Seg-Zero  by dvlab-research

Research paper implementation for reasoning-guided segmentation via cognitive reinforcement

created 4 months ago
477 stars

Top 64.9% on sourcepulse

GitHubView on GitHub
Project Summary

Seg-Zero is an open-source project that enables visual reasoning for image segmentation tasks, allowing models to generate a chain of thought before producing segmentation masks.

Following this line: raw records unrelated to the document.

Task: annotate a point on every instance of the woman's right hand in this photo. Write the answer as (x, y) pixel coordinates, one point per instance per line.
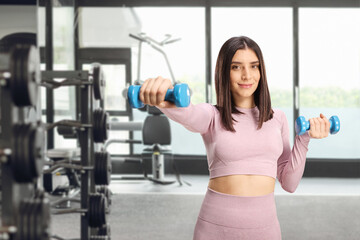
(153, 92)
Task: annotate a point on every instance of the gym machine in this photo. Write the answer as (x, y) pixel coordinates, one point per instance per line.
(25, 208)
(94, 168)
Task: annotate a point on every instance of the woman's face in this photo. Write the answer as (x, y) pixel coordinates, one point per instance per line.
(244, 76)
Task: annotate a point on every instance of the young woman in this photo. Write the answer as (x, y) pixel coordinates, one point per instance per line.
(247, 145)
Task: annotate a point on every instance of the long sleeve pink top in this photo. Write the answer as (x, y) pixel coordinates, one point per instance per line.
(249, 150)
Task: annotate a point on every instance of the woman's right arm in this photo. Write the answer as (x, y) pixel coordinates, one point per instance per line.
(196, 118)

It is designed for researchers and developers working on advanced computer vision and multimodal AI, offering emergent test-time reasoning capabilities without explicit supervised reasoning data.

How It Works

Seg-Zero employs a decoupled architecture comprising a reasoning model and a segmentation model. It utilizes a sophisticated reward mechanism that integrates both format and accuracy rewards, trained exclusively via reinforcement learning (GRPO). This approach allows the model to learn reasoning processes implicitly, leading to superior performance on both in-domain and out-of-domain data compared to supervised fine-tuning.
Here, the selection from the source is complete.